Ao longo dos últimos 18 anos, os meus netos têm-me dado um sentido de divertimento e criatividade. Quer na construção de castelos na areia, nos jogos imaginários ou a criar “obras de arte” em conjunto, os meus netos incentivaram-me a abraçar o meu lado lúdico e a alimentar a minha limitada criatividade. Através destes momentos de folguedo, criámos laços, rimos e criámos recordações que, pelo menos para mim, serão sempre verdadeiros tesouros. As interações com os meus netos ensinaram-me as virtudes da paciência e da compreensão. Com a sua capacidade de testar os limites, de fazerem perguntas intermináveis ou de expressarem emoções de formas inesperadas, eles ensinaram-me a praticar a longanimidade, a ouvir atentamente e a responder com empatia e compreensão.

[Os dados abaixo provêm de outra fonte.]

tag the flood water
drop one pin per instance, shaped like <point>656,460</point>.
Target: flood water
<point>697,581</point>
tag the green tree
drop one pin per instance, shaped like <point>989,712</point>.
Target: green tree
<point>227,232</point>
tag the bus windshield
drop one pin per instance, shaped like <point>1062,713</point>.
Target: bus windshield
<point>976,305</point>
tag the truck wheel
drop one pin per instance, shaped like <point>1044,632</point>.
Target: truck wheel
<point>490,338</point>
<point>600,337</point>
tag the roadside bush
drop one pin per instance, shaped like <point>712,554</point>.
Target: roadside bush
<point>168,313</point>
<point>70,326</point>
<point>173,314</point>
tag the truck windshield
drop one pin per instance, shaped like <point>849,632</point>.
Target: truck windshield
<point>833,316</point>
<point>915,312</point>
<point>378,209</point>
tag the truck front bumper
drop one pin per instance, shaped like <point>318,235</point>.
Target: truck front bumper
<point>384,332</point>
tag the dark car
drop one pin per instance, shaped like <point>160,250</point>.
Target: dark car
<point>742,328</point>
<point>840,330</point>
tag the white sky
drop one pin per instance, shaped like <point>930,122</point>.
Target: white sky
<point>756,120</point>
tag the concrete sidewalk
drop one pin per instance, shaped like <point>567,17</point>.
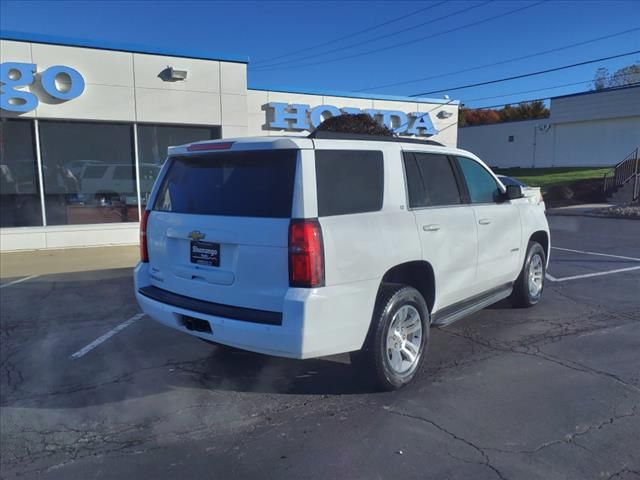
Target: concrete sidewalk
<point>600,210</point>
<point>42,262</point>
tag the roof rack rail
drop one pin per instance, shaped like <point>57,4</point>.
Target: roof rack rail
<point>325,135</point>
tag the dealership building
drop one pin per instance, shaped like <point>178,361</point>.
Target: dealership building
<point>85,127</point>
<point>591,129</point>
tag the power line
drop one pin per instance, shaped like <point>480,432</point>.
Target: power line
<point>378,38</point>
<point>546,98</point>
<point>530,74</point>
<point>502,62</point>
<point>368,29</point>
<point>540,90</point>
<point>401,44</point>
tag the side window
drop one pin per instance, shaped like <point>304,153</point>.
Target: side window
<point>349,181</point>
<point>481,185</point>
<point>430,180</point>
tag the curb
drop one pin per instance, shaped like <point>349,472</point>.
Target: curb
<point>591,215</point>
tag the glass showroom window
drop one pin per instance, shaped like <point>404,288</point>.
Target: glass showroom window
<point>19,186</point>
<point>89,172</point>
<point>153,141</point>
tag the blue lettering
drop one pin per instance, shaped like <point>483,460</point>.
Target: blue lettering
<point>284,114</point>
<point>12,75</point>
<point>318,112</point>
<point>422,122</point>
<point>63,83</point>
<point>401,123</point>
<point>351,110</point>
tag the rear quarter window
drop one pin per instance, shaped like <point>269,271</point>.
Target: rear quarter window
<point>242,184</point>
<point>349,181</point>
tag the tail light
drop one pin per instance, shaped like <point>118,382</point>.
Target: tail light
<point>306,254</point>
<point>144,252</point>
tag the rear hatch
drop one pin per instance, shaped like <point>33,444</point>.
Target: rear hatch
<point>218,229</point>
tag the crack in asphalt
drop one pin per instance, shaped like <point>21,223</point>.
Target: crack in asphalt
<point>569,439</point>
<point>619,473</point>
<point>480,450</point>
<point>533,349</point>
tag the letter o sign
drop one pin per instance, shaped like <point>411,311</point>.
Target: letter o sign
<point>59,81</point>
<point>63,83</point>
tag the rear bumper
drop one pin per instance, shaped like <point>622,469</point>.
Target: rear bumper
<point>313,322</point>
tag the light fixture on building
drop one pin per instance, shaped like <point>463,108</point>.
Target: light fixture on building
<point>171,74</point>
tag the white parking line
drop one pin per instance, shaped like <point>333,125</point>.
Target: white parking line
<point>83,351</point>
<point>588,275</point>
<point>596,253</point>
<point>20,280</point>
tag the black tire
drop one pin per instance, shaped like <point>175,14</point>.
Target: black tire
<point>522,296</point>
<point>373,360</point>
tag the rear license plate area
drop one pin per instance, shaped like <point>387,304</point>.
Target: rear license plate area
<point>205,253</point>
<point>196,324</point>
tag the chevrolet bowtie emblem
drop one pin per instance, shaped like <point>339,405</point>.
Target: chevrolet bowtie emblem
<point>196,235</point>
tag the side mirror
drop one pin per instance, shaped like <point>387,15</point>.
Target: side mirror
<point>513,192</point>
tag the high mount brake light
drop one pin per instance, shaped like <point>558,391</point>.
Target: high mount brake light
<point>306,254</point>
<point>205,147</point>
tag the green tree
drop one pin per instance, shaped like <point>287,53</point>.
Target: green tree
<point>629,75</point>
<point>600,78</point>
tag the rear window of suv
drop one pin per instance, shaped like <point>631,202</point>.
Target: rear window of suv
<point>240,184</point>
<point>349,181</point>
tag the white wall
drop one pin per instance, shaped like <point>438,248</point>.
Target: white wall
<point>599,129</point>
<point>624,102</point>
<point>259,99</point>
<point>538,143</point>
<point>124,86</point>
<point>596,143</point>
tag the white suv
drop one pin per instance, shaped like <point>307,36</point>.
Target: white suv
<point>302,248</point>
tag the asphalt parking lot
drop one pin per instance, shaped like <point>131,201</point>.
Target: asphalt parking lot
<point>551,392</point>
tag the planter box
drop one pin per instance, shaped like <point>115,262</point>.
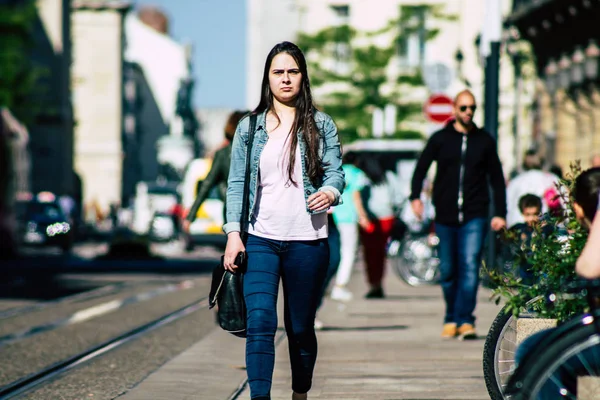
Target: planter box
<point>588,388</point>
<point>528,326</point>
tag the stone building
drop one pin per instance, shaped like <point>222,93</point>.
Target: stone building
<point>564,39</point>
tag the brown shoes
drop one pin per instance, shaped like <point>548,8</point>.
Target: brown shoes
<point>449,330</point>
<point>464,332</point>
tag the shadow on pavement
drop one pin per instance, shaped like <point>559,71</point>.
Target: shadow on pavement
<point>364,328</point>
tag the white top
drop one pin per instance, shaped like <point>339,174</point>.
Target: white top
<point>383,197</point>
<point>280,212</point>
<point>535,182</point>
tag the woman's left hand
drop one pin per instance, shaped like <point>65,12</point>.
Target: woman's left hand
<point>320,201</point>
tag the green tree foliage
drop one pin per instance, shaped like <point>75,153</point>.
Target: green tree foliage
<point>19,75</point>
<point>552,261</point>
<point>355,72</point>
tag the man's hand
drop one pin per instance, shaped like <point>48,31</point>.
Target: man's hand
<point>498,223</point>
<point>186,225</point>
<point>234,246</point>
<point>417,206</point>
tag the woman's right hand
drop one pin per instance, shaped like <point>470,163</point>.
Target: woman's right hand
<point>234,246</point>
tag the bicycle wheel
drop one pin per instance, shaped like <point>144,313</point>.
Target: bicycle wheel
<point>554,375</point>
<point>499,351</point>
<point>415,261</point>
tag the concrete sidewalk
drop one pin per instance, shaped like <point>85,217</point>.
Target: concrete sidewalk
<point>369,349</point>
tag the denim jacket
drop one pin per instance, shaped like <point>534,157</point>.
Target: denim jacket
<point>329,151</point>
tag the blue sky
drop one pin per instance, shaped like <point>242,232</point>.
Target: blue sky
<point>217,29</point>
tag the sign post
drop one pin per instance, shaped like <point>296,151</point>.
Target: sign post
<point>438,108</point>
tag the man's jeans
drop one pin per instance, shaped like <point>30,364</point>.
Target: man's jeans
<point>302,266</point>
<point>460,258</point>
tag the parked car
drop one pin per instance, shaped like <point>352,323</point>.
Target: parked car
<point>41,222</point>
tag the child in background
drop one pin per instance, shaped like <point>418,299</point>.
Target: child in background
<point>530,207</point>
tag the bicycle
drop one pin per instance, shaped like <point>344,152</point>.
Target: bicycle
<point>554,365</point>
<point>414,258</point>
<point>499,349</point>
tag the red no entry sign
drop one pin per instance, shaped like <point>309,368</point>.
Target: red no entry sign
<point>438,108</point>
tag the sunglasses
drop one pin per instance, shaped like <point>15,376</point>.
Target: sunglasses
<point>464,108</point>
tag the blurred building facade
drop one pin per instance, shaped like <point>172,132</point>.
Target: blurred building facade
<point>51,143</point>
<point>97,76</point>
<point>454,47</point>
<point>132,92</point>
<point>564,38</point>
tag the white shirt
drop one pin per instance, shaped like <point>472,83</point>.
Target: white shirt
<point>280,212</point>
<point>535,182</point>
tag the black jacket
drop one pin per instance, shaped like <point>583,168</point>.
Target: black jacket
<point>479,163</point>
<point>219,172</point>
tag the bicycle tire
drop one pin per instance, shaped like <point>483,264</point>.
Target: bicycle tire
<point>490,353</point>
<point>416,272</point>
<point>497,364</point>
<point>539,369</point>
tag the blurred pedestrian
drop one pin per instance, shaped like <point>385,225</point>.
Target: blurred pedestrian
<point>466,157</point>
<point>296,175</point>
<point>333,241</point>
<point>346,220</point>
<point>531,181</point>
<point>375,205</point>
<point>586,206</point>
<point>219,172</point>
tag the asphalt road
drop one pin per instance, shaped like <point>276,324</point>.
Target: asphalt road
<point>47,318</point>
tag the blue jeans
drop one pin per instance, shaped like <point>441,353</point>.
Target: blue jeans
<point>460,258</point>
<point>334,257</point>
<point>302,266</point>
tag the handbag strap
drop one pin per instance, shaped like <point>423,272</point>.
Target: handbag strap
<point>246,194</point>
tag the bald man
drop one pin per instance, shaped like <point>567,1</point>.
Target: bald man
<point>466,158</point>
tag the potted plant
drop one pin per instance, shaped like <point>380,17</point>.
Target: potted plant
<point>551,255</point>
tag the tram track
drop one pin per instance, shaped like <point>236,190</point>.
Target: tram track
<point>54,371</point>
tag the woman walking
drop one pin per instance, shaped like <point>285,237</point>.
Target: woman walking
<point>375,204</point>
<point>295,176</point>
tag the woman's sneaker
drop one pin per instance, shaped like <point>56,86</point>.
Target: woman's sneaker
<point>340,293</point>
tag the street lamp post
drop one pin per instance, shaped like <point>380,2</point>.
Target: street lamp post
<point>551,83</point>
<point>592,53</point>
<point>590,67</point>
<point>512,48</point>
<point>577,77</point>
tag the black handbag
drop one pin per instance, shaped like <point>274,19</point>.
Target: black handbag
<point>227,289</point>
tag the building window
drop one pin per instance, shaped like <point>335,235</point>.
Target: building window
<point>342,14</point>
<point>412,35</point>
<point>341,50</point>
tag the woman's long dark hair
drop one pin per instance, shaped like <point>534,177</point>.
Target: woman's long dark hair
<point>586,191</point>
<point>304,120</point>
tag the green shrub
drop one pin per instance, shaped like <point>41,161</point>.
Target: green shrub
<point>552,263</point>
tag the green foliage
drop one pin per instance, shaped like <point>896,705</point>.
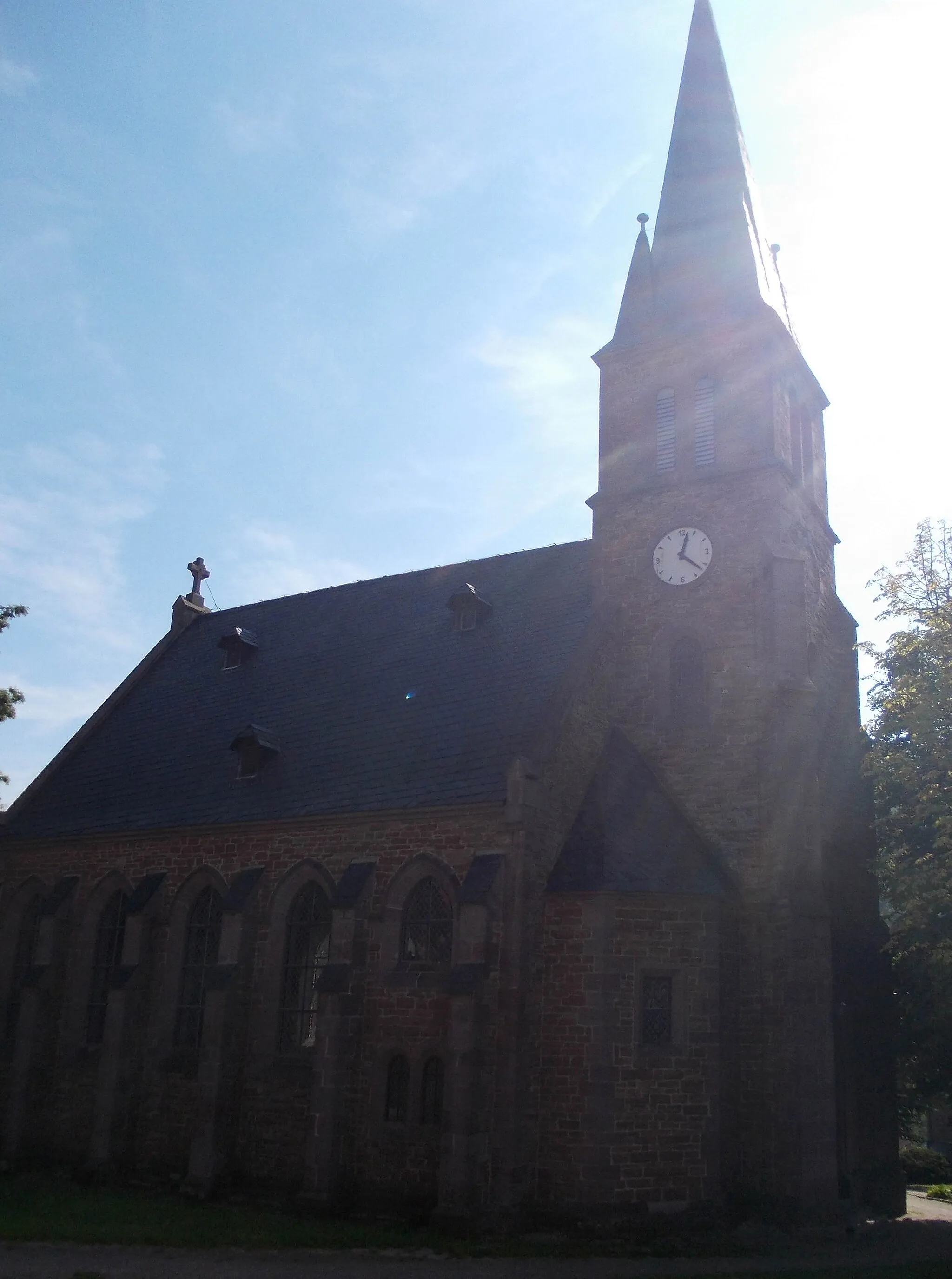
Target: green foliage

Foram os meus netos que me deram verdadeiras lições sobre o valor de aceitar a mudança e o crescimento. Com o seu crescimento e a sua evolução, pude testemunhar, em primeira mão, o poder transformador do desenvolvimento, desde marcos como aprender a andar ou a falar até mudanças mais profundas nas personalidades e nos seus interesses. Os meus netos, relembram-me, constantemente, que a vida é uma viagem de crescimento, aprendizagem e progresso.
A ligação intergeracional com os meus netos é, sobretudo, uma fonte de sabedoria, amor e aprendizagem mútua. As lições que me têm transmitido enriquecem-me tremendamente, aprofundam a minha compreensão do mundo, cultivando um legado de amor e conhecimento que atravessa gerações.
Talvez a lição mais profunda que me ensinaram foi a potência do amor incondicional. Sempre me amaram sem julgamentos ou reservas, aceitando o avô como é – com tantas imperfeições- e valorizando o vínculo que partilhamos. Estes amores incondicionais trouxeram-me novas interpretações sobre a importância da aceitação, do perdão e da força duradoura e sublime dos laços familiares.
*Uma versão mais sucinta deste texto foi incluída no livro Avós e Netos organizado pelas Professoras Aida Bapista e Manuela Marujo e lançado em Portugal no dia dos avós neste ano de 2024.